Density functional calculations of extended, periodic systems using Coulomb corrected molecular fractionation with conjugated caps method (CC-MFCC)
Abstract
A fragmentation scheme based upon the molecular fractionation with conjugated caps (MFCC) method and derived previously [J. Chem. Phys., 2009, 130, 144104] within the remit of density functional theory (DFT) based on local and semi-local functionals, enables one to perform order-N high-quality DFT calculations on extended systems (e.g. collections of organic molecules) via considering its smaller fragments. Here we discuss in detail a considerably improved method which broadens its applicability to a wider class of extended systems: (i) when each individual fragment is considered, the surrounding part of the entire system is not ignored anymore; instead, it is represented by point charges; (ii) the method is generalised to a system of any complexity enabling studying periodic and porous systems in real space; (iii) an appropriate Coulomb correction term is derived where clear distinction is made between charge densities of the same cap regions appearing in different fragments.

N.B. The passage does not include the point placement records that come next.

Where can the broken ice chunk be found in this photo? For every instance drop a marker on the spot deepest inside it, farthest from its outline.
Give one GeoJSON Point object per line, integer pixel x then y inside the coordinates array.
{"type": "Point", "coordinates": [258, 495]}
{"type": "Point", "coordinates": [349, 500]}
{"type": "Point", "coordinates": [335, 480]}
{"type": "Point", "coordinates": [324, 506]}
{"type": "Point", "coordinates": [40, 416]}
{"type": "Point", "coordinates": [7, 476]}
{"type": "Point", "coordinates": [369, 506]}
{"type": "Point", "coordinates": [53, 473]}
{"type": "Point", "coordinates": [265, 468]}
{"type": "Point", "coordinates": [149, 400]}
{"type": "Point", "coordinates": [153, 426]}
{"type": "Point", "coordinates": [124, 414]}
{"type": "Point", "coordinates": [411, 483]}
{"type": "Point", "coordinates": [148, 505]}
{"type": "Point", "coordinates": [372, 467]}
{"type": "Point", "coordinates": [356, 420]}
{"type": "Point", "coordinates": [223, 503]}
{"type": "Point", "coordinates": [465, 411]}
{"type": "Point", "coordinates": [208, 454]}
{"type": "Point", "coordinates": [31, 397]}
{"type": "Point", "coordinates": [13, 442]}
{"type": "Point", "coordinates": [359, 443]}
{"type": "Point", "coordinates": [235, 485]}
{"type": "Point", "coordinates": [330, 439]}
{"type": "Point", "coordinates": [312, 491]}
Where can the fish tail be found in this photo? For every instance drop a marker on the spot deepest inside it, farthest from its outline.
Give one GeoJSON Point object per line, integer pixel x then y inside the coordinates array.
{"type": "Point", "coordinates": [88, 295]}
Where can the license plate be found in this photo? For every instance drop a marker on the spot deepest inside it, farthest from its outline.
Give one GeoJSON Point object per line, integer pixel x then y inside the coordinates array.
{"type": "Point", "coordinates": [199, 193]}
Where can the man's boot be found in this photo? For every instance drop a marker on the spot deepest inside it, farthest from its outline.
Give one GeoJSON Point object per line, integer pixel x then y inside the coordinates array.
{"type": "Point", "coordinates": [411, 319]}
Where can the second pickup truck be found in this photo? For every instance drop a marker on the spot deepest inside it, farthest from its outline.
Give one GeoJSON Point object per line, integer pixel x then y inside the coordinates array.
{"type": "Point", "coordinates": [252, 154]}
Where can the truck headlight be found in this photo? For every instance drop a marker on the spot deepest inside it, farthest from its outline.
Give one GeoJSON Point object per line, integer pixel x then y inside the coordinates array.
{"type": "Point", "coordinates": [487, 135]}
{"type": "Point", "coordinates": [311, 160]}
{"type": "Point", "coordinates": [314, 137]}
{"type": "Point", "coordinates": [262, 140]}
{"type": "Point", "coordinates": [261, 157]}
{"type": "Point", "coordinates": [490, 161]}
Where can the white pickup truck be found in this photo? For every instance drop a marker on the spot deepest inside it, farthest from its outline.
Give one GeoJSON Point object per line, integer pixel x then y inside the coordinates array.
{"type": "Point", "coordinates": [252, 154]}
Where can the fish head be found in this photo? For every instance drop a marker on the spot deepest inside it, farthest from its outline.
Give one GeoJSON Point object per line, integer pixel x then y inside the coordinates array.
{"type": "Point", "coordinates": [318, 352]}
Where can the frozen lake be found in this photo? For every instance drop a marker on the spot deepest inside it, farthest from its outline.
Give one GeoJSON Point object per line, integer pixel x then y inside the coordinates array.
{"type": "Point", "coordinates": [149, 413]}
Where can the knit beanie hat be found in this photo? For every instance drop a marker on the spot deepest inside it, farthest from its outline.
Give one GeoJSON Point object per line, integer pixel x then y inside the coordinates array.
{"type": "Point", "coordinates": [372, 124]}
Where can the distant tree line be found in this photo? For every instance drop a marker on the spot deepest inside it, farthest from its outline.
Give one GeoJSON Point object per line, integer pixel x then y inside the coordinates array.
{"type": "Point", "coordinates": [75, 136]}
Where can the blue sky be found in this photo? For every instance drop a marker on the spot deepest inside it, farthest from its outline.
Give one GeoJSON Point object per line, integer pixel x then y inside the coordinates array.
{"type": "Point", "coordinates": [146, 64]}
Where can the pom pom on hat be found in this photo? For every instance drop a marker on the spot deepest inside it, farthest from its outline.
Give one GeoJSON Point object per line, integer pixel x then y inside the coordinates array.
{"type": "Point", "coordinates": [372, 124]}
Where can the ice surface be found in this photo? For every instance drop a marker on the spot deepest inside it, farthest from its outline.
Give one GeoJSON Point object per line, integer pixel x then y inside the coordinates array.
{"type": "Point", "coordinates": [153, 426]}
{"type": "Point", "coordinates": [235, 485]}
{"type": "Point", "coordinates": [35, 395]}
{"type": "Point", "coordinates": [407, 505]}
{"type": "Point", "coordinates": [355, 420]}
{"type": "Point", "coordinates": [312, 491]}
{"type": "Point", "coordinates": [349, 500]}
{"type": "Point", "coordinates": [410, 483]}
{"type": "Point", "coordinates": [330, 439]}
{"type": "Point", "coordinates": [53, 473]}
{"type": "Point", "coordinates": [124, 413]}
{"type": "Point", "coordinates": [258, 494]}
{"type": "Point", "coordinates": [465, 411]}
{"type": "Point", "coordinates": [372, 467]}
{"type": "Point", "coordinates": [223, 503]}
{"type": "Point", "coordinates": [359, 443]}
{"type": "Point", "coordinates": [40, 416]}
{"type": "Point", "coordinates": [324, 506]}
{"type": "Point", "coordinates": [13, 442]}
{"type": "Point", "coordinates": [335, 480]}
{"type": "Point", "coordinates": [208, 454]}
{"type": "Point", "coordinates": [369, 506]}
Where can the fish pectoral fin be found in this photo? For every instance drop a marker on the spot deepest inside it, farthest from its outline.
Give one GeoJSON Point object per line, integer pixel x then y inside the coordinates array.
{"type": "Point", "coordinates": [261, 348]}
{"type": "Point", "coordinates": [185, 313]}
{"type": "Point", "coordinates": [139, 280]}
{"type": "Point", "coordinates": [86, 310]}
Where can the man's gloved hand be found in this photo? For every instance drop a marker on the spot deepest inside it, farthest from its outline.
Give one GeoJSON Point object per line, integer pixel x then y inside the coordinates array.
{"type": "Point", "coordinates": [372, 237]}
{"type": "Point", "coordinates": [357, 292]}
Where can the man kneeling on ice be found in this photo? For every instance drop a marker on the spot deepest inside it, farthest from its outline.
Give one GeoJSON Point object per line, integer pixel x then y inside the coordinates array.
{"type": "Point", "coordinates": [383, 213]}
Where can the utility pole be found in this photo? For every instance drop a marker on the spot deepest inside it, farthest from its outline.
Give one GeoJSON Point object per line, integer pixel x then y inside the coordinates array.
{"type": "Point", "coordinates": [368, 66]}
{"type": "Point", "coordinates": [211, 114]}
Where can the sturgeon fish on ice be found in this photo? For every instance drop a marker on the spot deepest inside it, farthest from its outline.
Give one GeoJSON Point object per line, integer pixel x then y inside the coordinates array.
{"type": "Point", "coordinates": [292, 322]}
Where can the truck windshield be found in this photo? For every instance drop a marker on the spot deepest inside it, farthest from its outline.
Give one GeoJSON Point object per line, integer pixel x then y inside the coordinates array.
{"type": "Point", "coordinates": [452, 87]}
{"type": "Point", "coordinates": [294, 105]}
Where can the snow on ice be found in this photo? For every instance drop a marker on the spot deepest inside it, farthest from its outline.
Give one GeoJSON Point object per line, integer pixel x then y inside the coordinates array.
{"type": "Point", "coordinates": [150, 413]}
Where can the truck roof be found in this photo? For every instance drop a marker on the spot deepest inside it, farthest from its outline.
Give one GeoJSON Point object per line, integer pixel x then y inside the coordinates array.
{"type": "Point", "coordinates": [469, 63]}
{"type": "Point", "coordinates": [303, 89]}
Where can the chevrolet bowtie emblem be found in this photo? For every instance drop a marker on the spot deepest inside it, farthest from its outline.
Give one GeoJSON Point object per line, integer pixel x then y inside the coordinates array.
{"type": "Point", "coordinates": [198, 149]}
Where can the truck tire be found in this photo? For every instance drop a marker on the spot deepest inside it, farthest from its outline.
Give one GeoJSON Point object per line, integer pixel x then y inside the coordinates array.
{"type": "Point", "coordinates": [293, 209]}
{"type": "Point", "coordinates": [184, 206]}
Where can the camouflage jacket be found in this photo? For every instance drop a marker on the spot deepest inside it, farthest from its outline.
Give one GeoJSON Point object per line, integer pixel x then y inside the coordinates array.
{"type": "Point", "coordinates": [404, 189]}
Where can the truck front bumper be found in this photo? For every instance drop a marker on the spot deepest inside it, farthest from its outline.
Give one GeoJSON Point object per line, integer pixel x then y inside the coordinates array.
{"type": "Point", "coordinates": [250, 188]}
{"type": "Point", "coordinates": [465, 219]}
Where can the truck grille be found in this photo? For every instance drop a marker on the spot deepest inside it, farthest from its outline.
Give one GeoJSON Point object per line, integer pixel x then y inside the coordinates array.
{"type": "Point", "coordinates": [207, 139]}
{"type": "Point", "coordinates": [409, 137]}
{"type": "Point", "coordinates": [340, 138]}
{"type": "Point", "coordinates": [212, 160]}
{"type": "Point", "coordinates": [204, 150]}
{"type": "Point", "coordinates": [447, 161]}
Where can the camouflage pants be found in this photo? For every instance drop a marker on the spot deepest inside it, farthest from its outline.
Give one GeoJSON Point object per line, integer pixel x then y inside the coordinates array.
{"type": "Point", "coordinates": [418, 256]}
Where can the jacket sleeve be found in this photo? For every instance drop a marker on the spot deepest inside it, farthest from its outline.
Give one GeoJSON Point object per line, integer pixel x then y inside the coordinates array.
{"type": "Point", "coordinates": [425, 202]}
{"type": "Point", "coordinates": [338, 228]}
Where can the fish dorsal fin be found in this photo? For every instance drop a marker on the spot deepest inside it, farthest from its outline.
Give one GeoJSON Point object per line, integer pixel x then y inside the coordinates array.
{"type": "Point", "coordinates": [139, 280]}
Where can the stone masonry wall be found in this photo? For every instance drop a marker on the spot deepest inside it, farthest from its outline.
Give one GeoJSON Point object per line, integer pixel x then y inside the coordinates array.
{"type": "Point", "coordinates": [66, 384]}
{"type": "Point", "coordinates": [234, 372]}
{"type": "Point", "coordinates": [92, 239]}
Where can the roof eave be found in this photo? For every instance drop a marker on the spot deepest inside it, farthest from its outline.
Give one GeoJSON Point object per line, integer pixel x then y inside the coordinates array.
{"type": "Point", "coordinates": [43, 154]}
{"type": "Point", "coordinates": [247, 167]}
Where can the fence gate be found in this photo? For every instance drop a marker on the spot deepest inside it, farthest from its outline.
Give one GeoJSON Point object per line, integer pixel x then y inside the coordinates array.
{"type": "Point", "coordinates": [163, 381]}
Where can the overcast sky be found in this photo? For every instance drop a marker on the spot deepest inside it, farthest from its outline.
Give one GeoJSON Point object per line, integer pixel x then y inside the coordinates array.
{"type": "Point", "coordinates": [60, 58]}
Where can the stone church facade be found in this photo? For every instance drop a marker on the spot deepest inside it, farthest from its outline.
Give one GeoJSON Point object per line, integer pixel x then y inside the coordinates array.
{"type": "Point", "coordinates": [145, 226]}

Consequently, our correction term turns out to differ substantially from that derived e.g. by Li et al. [J. Chem. Phys. A, 2007, 111(11), 2193]. We also discuss a possibility for the point charges surrounding each fragment to update self-consistently following the calculations of every individual fragment. We examine here a new implementation of our method and its application to a metal–organic framework system. Specifically, we consider the structure of MOF-16 and adsorption of Hydrogen molecules in its pores. Possible ways of improving precision and to further widen up applicability of the method are also discussed.